Of course, had I not seen the image, I'd of taken the news more lightly and went with it...but having seen what I saw on the image and found what I did on the internet, I couldn't help but be convinced I had it.  I couldn't get an appointment until next Monday, but I called and asked to be contacted if there were any cancellations, and it so happened there was one for today, so I took it.  Now, I whole heartedly believe in the power of prayer and I did share my fears with close friends and one of my group of sisters on FB.  I needed to hear if others went through this and how they handled the waiting and freaking out.  I'm so blessed to be surrounded by such loving and powerful women, who are so supportive, brave and such beautiful souls...thank you.


Then the Miracle happened...I'm still in awe and can't help but feel like I need an explanation...which I may never get...

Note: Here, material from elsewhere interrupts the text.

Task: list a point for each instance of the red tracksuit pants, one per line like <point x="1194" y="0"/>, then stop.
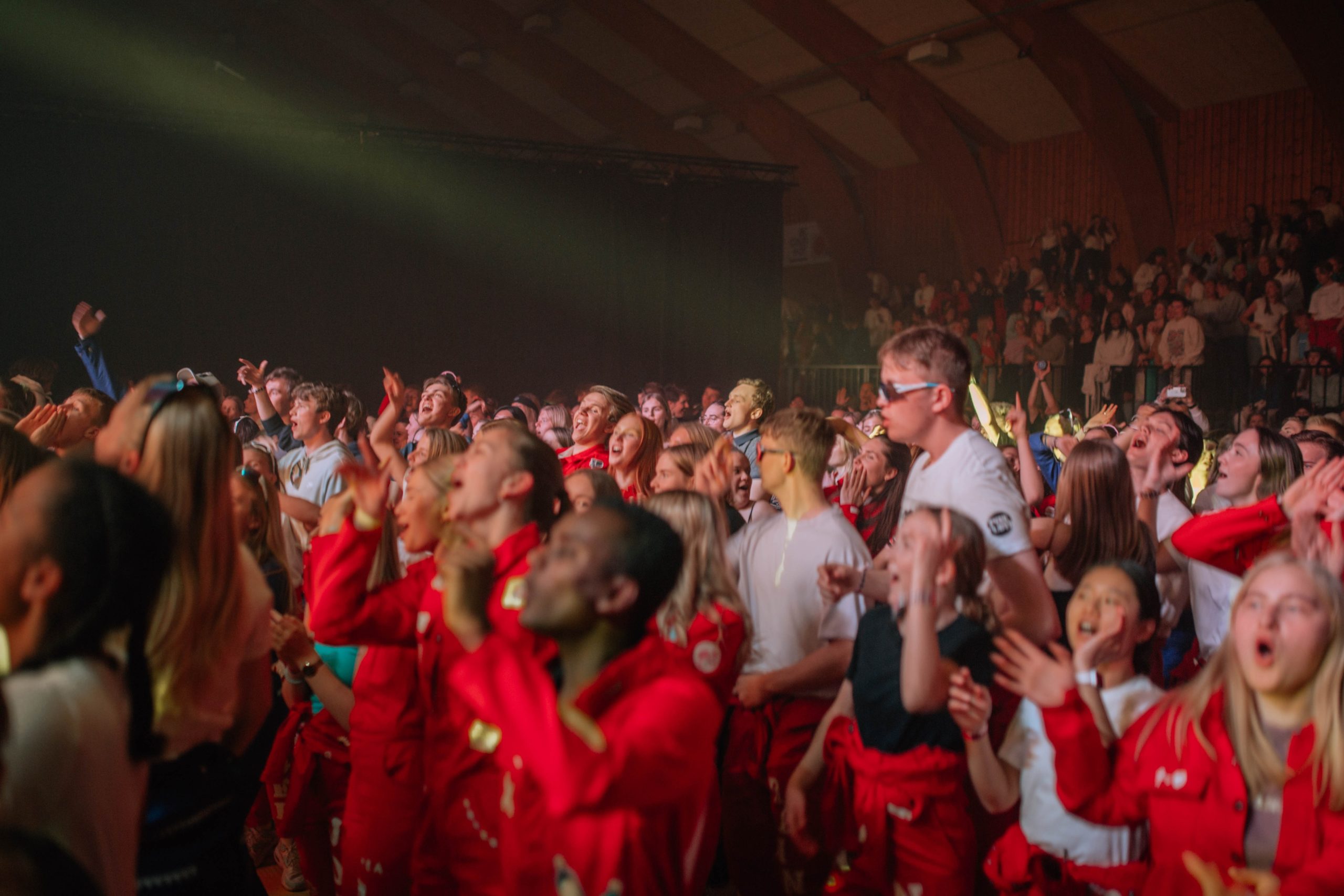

They took 4 images...2 of which were magnified, painful, and not pleasant.  It was a different gal this time, she didn't make much conversation but did tell me that she would have the Radiologist look them over while I waited and that we would go from there.  Of course, I had to peek at the images as they were being taken...and there it was...or wasn't in this case.  The spot that I clearly saw vividly in the earlier images...was gone...nothing.  The image looked just like the right breast image did before, normal tissue images.  I was in awe.  She then asked that I wait in my robe while the Radiologist took a look.

I waited...then she returned and told me "everything looks normal...we'll see you in a year"  I was stunned, grateful of course, but what happen to the spot.  I must have looked at her like she was nuts or something.  She asked me if I had been worried and I just shook my head, then she said it had been a while since my last images...and things change and sometimes they just need a closer look.

I can't tell you how blessed I feel, how grateful I am that all is well...but at the same time I'm in awe...what happend to the spot.  Of course, like my hubby said...if there is something there it would have been seen, especially with the magnifications...there's obvious nothing there, at least...not anymore.

And so...it's my Miracle...while there may be an explanation for what ever the explicit image really was...I will never know.  What I do know is, I'm no stranger to Miracles that's for sure, though I've had a hard life, I've been blessed with many Miracles, just when we least expected it, they come to us...and this one was another huge one for me!